The samples prepared above were configured into 1 mg/10 μL solution. Taking 5 L of the above solution and mixing it with 1 mL of 7 mM NaBH4 solution, the reaction was vigorously stirred for 30 min. After 30 min, the resulting product was first centrifuged at 8000 r/min for 5 min to remove the supernatant and was then washed three times with water. The product was ultrasonically dispersed in water for further use.

3.2.3. Modification of Polyquaternium

The synthesized silver cubes were mixed with 1 mL of 5 μL/10 mL polyquaternium at room temperature overnight. Then, the resulting product was centrifuged at 8000 rpm for 5 min to remove the supernatant and was washed three times with water.
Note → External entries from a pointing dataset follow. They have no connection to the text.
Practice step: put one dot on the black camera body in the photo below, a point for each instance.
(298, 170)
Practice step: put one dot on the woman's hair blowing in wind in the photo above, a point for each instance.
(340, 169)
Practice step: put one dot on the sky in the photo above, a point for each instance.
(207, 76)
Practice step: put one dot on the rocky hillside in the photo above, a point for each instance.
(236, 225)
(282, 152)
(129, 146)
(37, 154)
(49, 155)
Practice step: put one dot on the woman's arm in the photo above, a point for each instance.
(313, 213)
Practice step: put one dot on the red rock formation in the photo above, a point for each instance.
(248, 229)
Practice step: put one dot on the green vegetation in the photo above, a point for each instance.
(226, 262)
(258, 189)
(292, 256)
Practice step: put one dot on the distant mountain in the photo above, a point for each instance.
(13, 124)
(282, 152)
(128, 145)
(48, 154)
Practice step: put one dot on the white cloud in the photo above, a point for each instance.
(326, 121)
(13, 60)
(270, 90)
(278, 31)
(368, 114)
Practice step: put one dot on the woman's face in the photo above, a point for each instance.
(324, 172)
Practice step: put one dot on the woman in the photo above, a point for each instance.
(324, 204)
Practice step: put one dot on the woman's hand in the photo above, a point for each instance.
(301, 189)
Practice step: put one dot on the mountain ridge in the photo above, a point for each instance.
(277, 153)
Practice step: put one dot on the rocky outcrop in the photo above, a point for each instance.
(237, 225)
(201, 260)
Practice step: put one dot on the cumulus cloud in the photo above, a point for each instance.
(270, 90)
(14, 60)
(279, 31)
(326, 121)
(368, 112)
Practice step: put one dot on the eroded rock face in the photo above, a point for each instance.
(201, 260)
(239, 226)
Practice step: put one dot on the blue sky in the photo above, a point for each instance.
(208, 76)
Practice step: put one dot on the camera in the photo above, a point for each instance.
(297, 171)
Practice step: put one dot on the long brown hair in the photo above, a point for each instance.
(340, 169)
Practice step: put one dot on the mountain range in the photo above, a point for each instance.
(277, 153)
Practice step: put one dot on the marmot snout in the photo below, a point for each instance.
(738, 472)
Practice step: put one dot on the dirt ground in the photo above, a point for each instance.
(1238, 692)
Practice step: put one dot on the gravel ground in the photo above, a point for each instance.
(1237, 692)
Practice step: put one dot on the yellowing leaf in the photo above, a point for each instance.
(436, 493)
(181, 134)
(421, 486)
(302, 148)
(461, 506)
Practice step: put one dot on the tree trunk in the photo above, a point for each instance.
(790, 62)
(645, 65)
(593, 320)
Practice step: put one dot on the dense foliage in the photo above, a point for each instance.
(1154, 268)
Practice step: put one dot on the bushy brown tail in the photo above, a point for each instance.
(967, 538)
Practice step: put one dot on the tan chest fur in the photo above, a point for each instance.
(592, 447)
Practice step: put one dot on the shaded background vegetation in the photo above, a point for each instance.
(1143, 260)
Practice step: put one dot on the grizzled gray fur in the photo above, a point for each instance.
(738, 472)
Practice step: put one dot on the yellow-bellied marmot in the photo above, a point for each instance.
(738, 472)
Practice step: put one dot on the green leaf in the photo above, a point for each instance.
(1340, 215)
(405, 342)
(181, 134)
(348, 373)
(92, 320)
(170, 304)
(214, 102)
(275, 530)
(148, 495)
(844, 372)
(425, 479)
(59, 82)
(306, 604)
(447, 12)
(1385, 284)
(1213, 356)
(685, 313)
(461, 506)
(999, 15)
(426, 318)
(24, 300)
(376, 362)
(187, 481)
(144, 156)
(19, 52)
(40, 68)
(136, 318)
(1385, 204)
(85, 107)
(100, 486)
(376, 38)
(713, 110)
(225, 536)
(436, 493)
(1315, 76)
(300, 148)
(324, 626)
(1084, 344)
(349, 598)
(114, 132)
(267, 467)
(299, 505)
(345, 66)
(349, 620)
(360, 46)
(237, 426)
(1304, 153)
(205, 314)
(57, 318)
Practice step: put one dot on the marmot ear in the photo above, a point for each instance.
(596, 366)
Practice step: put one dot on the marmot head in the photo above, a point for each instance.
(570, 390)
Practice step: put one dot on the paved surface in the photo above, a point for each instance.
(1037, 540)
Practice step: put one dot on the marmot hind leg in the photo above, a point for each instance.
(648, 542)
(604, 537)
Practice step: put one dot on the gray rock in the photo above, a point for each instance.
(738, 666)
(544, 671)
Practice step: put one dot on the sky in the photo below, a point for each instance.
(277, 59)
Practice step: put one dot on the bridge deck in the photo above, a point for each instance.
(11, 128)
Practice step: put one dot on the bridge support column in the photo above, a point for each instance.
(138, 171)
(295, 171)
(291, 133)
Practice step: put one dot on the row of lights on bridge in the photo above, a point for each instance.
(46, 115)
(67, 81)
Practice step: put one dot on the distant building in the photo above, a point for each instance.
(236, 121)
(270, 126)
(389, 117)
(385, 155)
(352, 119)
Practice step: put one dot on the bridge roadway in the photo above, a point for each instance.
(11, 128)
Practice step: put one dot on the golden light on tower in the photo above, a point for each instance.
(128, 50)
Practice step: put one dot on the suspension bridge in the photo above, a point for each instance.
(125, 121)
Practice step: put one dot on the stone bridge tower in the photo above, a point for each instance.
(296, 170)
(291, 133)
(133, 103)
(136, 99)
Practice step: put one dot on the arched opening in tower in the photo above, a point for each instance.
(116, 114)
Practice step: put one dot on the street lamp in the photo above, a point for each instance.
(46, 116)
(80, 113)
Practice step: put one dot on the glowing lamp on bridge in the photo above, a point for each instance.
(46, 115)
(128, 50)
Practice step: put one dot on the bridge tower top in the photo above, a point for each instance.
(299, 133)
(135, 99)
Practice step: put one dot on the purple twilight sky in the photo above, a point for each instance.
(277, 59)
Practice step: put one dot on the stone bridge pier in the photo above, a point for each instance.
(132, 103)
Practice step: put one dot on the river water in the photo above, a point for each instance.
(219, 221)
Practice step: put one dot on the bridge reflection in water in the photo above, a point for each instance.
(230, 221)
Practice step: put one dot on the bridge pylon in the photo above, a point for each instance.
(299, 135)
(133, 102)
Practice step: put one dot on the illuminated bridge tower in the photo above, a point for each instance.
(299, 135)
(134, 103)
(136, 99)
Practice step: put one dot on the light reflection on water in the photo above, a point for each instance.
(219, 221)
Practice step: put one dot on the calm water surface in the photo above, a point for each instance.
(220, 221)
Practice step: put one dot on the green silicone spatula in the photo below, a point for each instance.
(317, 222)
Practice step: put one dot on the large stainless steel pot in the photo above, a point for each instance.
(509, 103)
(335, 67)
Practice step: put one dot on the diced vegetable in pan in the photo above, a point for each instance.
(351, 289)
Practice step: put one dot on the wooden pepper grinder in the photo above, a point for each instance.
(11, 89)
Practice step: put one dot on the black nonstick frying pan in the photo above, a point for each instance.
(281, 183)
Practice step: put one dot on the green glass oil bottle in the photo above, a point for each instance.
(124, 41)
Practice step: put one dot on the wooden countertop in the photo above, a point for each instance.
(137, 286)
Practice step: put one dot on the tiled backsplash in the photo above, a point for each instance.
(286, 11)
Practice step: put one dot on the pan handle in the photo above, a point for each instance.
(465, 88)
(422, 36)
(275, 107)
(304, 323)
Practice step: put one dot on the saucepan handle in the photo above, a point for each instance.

The sample was mixed with 20 uL water, sonicated for 1 min, and stored at room temperature for further use.

3.3. The SERS Detection

For SERS studies, 5 μL of TE buffer of DNA and 5 μL poly@AgMC were mixed and incubated at room temperature for 1 h before SERS measurements.

3.4. Equipment and Parameter Settings

The morphologies of the prepared AgCl microcubes were characterized by scanning electron microscope (SEM, 3.0 kV, SU-70, Tokyo, Japan). A confocal Raman spectrometer (Horiba HR Evolution 800, Tokyo, Japan) was used to record Raman spectra. The spectral resolution was less than 0.35 cm−1, and spectral repeatability was less than 0.03 cm−1. A 633 nm laser was focused onto the sample by a long working distance objective (100×, 0.90 NA); the incident laser power was 10 mW with a 2.5% NA filter. The acquisition time was 5 S, accumulated 3 times. The obtained data was analyzed using spectral analysis software package LabSpec 6.

4. Conclusions

In summary, we demonstrated the ability of poly@AgMC with ultra-sensitivity, high reproducibility, strong anti-inference, and single-base recognition of 60-nt DNA when used for direct DNA detection. Through the RID reaction, Ag cations are reduced to AgNPs, which are evenly immobilized on the surface of the cube. The average size is 63 nm, and the σ is 19 nm, which both meet normal distribution such that about 3 × 3 μm2 of the surface of AgMC becomes an ideal SERS substrate, with enough area to provide a strong and stable EM. Since the AgNPs were fixed, the polyquaternium was used to modify the surface to have more cations, enhancing the adsorption of the entire long DNA strand within the EM fields, achieving quantitative analysis of 60-nt DNA from 10−4 to 6.7 × 10−8 M. Not only that, the natural environment where DNA exists often contains high concentrations of ions, and various pre-processing of DNA such as PCR requires the addition of various ions. The poly@AgMC has a broad application prospect due to its strong anti-interference. Finally, we used the two mutation genes of beta-thalassemia as an example, successfully distinguishing the differences in the SERS spectrum, which exhibits great potential in DNA detection.